Она знала, что не так уж холодна по натуре, но пришлось снова солгать, это было необходимо.

– Вот мой трамвай, – сказала она.

И обрадовалась.

– Ты лучше прикрепи к себе того адвоката, – взвизгнула Женевьева. – Канцелярскими скрепками. Того, что пузо выпячивает.

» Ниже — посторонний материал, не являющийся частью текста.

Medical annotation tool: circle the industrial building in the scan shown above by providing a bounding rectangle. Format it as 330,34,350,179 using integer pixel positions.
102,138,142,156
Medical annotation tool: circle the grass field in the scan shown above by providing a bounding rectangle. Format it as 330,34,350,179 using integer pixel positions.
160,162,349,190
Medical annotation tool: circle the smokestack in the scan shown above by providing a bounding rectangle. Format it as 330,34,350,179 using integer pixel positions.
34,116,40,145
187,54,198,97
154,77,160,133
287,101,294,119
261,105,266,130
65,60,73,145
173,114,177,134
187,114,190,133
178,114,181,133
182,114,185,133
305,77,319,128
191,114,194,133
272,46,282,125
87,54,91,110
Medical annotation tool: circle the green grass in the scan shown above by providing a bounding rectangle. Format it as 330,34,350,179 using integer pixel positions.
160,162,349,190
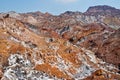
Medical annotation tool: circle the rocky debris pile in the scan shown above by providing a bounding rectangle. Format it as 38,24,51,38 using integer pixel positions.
0,6,120,80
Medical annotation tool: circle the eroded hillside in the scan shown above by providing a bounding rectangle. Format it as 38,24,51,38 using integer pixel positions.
0,5,120,80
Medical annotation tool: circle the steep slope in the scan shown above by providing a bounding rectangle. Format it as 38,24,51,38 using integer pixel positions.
0,18,119,80
0,6,120,80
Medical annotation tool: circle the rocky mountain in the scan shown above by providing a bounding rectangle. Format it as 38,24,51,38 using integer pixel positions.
0,5,120,80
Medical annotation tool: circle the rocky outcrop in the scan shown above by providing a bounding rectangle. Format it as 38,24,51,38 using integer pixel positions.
0,6,120,80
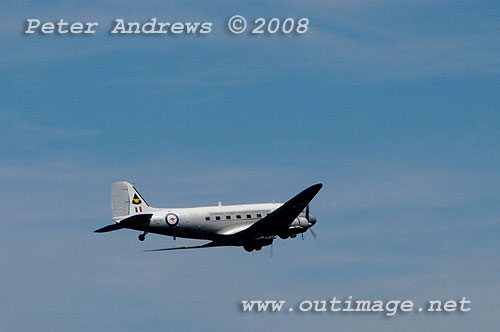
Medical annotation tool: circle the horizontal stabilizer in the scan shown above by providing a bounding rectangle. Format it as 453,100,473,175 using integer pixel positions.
94,224,123,233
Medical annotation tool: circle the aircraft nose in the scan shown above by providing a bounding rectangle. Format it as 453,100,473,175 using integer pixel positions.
309,214,317,226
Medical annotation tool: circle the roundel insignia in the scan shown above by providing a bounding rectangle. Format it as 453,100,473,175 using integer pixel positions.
165,213,179,226
132,194,141,204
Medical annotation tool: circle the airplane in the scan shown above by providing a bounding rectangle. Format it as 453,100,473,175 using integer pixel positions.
94,181,323,252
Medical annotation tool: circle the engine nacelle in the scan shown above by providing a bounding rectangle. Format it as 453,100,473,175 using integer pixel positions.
290,217,310,228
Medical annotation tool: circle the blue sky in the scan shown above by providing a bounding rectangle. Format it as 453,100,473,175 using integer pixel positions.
0,0,500,332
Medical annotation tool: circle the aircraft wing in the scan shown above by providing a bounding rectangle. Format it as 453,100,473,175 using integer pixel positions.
234,183,323,237
94,213,153,233
144,241,228,252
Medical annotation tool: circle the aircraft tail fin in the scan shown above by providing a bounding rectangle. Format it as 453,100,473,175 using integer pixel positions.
111,181,152,222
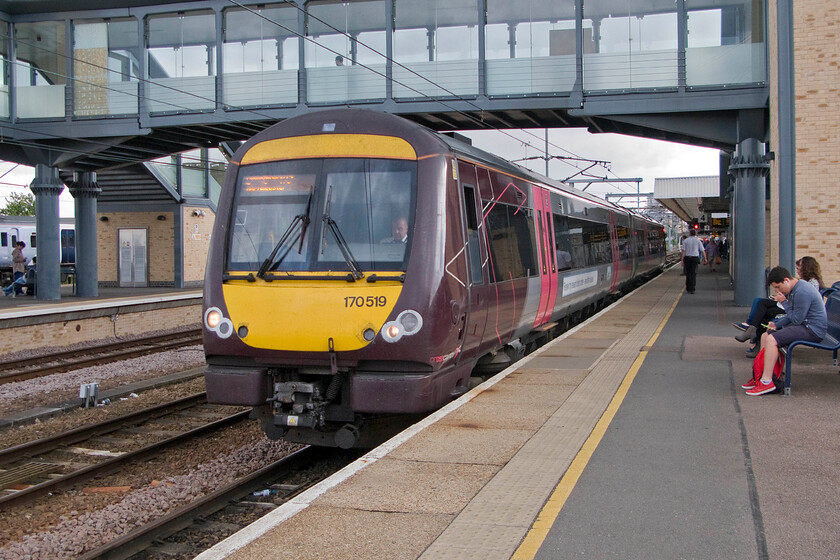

Но Тельма уже стояла на площадке трамвая. Сверху она с нескрываемым равнодушием смотрела на багровое лицо Женевьевы. Его обволакивали медленные багровые волны, а Тельма ехала, не чувствуя ни капли жалости к подруге и недоумевая, чего ради она пыталась возобновить эту дружбу. Она передала кондуктору холодные монетки, словно покупая себе свободу. Она, как большинство людей, стремилась к ней страстно, но смутно представляла себе, в чем ее сущность. Хотелось у кого-то спросить – но у кого? Не у родителей же. Родителей вообще не спрашивают. Рэй, быть может, купил себе свободу, но неизвестно какой ценой.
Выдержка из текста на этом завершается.